Two Lone Swordsmen -1995. La réunion de Andrew Weatherall (encore lui) et Keith Tenniswood alias Radioactive Man.  Ils produisent certains disques sur leur propre label, d’autres sont sur Warp.

« Stay Down » – 1998.  Le duo se rapproche méchamment de l’electro,  de l’ambient dub. « Ivy and Lead » par exemple, commence avec les scratches empruntés au trip hop, ensuite au loin, viennent des sons inquiétants  et puis survient une petite mélodie digne d’une comptine pour enfants, on se croirait dans « M le Maudit« – film de Fritz Lang.  D’autres titres comme « No Red Spotting » sont un peu dansants. On pourrait dire que ce disque est un tout bon exemple de down tempo.

« Tiny Reminders » – 2000. Ils adoptent un nouveau tournant avec cet album.
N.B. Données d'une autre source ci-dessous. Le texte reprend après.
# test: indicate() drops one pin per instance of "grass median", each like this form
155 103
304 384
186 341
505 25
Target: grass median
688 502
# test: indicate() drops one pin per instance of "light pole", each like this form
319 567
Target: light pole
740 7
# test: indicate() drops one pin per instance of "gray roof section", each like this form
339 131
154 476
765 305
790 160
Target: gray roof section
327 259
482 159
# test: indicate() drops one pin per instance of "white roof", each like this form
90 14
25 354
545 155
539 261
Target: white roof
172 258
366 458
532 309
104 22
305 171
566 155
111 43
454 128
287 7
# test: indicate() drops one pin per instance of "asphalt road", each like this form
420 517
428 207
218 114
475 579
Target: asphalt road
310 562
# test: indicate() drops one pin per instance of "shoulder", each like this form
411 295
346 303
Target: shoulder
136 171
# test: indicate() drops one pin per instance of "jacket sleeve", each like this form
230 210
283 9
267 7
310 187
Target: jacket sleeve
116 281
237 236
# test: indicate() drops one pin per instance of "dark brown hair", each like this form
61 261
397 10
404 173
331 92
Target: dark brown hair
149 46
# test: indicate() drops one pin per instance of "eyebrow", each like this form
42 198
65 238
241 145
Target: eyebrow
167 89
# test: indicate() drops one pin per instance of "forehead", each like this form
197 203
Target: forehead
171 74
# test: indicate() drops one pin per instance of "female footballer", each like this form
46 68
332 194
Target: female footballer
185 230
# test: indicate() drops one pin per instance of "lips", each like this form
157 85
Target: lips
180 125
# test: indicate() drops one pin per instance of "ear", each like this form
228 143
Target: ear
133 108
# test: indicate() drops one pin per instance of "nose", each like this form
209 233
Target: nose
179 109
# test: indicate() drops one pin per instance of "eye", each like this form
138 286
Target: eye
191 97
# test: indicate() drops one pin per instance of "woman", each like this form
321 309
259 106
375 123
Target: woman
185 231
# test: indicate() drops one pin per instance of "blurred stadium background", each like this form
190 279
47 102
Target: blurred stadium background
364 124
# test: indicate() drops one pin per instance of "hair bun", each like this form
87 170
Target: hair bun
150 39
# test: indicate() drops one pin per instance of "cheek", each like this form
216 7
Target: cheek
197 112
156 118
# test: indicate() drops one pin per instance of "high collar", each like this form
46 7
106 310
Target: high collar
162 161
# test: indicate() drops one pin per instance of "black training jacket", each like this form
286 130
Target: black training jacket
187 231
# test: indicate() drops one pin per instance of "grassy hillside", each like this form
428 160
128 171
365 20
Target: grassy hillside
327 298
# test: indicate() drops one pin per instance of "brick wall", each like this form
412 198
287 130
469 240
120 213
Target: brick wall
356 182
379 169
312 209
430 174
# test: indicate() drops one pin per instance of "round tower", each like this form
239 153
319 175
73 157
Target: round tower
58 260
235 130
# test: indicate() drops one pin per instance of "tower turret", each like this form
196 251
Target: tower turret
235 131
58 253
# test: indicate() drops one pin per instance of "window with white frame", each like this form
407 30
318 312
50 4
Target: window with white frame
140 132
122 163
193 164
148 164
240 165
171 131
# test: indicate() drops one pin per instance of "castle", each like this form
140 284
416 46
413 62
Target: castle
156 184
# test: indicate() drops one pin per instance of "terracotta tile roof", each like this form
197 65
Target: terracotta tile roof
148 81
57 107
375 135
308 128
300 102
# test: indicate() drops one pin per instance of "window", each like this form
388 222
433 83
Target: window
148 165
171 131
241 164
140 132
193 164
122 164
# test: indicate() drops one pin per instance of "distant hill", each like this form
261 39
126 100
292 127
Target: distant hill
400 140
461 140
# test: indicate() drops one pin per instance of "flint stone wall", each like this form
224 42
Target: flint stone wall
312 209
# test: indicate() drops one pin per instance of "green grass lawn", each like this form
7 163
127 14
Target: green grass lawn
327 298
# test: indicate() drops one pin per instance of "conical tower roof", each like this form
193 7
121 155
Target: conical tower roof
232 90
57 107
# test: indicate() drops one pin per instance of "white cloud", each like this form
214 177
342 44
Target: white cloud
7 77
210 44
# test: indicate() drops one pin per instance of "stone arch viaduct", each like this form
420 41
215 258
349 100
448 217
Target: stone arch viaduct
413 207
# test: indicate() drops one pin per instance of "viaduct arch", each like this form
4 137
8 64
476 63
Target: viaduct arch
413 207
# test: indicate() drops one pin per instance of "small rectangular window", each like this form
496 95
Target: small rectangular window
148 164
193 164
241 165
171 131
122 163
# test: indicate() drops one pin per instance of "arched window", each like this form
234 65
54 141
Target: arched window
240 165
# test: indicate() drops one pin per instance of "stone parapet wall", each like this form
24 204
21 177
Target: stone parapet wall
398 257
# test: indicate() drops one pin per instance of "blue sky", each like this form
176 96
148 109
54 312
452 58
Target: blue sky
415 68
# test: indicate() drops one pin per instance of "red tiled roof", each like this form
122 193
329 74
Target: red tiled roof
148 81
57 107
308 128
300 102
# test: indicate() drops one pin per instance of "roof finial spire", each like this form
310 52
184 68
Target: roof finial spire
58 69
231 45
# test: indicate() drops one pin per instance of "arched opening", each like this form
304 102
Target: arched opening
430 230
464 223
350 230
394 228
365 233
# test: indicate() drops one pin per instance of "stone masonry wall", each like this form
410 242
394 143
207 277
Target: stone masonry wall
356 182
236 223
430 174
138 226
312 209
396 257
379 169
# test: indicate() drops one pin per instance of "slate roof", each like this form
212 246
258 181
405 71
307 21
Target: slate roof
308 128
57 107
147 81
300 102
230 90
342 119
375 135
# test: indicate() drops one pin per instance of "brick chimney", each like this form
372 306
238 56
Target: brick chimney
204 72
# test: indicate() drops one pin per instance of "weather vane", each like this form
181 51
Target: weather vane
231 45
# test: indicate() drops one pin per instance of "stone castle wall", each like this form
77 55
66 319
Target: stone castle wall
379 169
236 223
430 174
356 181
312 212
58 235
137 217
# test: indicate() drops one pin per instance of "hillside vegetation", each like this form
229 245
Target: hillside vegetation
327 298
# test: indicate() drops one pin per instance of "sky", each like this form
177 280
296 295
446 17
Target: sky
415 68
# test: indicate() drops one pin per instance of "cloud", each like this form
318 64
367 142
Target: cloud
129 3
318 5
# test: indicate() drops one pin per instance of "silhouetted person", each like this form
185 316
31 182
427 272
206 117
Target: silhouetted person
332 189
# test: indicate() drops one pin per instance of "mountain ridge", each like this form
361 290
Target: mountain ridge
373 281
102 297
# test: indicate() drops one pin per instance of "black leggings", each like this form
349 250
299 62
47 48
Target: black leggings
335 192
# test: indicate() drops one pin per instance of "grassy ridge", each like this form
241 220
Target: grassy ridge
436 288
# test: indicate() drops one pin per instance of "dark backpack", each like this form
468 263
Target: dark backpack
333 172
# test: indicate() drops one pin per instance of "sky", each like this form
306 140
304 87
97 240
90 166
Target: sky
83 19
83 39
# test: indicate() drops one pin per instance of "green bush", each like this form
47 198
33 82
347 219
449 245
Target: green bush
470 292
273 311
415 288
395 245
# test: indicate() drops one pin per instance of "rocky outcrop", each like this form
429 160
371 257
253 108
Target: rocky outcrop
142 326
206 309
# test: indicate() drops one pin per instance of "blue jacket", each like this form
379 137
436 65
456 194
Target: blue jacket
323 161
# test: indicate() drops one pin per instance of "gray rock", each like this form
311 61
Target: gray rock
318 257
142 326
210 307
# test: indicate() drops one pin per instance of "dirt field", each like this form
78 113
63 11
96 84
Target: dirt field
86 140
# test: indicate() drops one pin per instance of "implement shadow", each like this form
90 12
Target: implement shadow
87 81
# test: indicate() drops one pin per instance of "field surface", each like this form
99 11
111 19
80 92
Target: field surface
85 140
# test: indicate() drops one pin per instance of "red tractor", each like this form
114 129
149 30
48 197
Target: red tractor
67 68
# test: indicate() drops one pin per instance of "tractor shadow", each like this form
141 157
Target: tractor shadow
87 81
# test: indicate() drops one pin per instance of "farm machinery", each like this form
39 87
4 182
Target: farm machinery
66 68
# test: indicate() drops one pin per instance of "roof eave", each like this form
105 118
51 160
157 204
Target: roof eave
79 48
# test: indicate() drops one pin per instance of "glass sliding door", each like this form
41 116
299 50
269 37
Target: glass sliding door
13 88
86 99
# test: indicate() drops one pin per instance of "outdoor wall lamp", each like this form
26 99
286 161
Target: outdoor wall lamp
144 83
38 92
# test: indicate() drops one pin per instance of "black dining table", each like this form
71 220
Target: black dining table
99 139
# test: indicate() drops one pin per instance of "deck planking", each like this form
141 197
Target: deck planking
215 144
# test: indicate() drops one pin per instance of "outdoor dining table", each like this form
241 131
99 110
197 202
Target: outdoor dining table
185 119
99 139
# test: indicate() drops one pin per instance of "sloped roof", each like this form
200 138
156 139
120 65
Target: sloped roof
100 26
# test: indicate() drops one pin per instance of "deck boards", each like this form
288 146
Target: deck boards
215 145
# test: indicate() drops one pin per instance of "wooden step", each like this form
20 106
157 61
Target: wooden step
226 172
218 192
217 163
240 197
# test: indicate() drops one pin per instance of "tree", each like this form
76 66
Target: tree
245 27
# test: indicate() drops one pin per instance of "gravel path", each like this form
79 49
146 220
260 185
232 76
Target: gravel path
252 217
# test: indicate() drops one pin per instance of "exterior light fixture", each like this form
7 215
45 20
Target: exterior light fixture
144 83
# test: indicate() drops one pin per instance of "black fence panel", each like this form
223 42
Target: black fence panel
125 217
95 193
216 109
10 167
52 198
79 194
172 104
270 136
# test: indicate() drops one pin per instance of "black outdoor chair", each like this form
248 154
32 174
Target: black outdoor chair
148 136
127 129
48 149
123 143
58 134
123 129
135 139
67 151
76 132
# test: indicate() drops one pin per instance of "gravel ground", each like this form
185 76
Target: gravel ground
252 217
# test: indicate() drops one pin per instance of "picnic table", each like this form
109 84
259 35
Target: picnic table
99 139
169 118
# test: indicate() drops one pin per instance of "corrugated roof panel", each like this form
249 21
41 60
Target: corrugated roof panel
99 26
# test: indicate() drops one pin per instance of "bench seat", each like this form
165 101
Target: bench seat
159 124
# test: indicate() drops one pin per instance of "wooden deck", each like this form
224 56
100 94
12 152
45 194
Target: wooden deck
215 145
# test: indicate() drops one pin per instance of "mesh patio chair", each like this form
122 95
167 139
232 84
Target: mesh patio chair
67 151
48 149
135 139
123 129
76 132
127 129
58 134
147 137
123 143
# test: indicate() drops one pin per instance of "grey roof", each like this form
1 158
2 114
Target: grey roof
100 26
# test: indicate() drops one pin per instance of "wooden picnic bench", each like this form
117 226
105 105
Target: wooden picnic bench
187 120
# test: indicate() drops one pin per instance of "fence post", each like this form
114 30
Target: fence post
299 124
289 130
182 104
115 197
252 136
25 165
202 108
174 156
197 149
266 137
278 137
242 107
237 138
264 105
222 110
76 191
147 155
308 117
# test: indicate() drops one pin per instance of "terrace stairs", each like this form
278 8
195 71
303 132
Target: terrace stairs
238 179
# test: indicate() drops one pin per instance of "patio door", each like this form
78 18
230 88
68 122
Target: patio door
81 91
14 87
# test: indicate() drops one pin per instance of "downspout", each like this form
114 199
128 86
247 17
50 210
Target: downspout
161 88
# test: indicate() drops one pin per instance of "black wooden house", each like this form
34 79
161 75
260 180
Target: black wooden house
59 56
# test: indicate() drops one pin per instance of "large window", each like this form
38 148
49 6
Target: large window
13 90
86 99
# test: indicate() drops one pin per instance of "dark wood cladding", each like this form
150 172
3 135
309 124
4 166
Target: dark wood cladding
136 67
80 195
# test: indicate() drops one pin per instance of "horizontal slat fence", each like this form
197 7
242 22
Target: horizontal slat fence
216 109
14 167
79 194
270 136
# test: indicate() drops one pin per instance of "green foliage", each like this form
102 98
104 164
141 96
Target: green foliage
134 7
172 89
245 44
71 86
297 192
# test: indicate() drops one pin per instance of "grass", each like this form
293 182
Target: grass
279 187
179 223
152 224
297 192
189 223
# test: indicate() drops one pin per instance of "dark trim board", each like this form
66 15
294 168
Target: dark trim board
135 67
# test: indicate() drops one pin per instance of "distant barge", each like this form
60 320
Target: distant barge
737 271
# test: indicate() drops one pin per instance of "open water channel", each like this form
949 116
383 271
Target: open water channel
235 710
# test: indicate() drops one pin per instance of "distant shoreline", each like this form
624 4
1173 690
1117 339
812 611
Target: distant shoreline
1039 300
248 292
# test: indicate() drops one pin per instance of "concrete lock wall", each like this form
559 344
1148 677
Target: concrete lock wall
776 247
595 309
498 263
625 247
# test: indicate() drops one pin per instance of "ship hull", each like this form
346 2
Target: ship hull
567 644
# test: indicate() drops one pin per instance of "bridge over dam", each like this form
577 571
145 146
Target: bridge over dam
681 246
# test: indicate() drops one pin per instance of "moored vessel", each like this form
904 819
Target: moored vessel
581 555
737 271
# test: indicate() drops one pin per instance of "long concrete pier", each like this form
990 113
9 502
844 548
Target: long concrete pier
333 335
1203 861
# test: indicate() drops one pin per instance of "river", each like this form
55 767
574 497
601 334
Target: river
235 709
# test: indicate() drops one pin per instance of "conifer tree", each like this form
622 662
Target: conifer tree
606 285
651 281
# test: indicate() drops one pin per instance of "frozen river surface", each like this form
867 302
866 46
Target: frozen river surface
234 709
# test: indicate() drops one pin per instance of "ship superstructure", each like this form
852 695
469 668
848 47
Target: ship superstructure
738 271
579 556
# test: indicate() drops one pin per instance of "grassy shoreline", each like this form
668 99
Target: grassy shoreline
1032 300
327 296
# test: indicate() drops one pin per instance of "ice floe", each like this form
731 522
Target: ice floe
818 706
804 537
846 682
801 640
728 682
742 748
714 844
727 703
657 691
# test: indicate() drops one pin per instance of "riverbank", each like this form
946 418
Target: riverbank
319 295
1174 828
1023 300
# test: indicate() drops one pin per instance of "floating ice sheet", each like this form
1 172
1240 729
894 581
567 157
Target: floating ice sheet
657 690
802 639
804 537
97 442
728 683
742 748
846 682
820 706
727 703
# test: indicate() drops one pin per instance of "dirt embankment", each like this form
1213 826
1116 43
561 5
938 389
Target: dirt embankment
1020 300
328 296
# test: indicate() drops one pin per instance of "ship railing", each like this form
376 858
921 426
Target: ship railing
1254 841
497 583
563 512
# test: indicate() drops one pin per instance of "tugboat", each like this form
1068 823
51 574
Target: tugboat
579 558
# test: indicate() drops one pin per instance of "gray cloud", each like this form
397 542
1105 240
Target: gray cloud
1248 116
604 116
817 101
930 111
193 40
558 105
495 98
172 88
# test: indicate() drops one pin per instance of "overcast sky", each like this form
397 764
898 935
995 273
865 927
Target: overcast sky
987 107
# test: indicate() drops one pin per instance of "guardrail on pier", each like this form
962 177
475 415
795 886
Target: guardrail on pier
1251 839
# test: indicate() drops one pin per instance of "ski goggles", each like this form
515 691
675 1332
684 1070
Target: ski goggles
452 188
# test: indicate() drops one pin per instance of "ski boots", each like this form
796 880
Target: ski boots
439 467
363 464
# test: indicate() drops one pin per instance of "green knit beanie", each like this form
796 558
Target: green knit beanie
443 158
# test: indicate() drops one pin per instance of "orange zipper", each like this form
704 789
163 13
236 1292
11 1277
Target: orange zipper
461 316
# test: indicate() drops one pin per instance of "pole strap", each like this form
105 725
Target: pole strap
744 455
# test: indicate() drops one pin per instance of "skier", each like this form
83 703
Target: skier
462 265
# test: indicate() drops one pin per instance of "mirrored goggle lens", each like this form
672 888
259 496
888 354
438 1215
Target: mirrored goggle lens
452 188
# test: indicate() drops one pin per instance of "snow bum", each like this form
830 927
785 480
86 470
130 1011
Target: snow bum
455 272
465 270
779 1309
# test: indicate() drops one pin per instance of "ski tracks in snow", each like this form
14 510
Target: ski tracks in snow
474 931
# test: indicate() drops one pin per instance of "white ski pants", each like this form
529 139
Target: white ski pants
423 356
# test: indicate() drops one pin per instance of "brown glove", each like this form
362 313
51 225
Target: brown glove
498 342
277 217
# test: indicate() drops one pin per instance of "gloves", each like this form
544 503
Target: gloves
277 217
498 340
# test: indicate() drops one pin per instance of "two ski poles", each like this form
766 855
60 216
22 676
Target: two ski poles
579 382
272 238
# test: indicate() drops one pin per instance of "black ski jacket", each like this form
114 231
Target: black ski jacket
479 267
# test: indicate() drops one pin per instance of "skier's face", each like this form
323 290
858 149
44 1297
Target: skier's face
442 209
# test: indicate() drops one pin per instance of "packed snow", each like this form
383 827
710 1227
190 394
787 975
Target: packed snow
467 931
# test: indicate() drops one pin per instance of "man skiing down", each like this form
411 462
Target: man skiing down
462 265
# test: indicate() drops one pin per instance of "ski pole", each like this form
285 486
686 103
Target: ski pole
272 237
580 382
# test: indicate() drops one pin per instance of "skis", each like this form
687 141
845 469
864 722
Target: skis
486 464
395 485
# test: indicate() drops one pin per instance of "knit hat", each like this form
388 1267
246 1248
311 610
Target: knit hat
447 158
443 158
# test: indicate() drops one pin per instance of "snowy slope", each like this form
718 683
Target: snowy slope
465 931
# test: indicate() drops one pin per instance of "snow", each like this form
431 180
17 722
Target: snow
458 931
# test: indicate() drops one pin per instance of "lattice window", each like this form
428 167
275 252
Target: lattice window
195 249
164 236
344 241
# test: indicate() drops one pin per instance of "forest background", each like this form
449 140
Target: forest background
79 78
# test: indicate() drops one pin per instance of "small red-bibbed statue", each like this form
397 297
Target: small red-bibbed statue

Le ton se durci, les BPM augmentent, quelques distorsions font leurs apparitions,  mais l’ensemble reste généralement groovy. Nous approchons à nouveau de la dance mais plutôt la static dancing, comme on peut également trouver dans la foisonnante scène berlinoise.  Où est la poule et où est l’oeuf ?

« A Virus With Shoes » – 1999.  Le disque d’entre-deux. On y trouve de la down tempo saupoudrée de petits accidents scratchis. Quelques glitches que l’on entend typiquement chez Autechre ou Aphex Twins ont émigré vers ce disque qui est  intéressant pour cette raison.

Voilà c’est fini, vous pouvez voler de vos propres ailes et picorer dans la collection Warp comme bon vous semble et en connaissance de cause.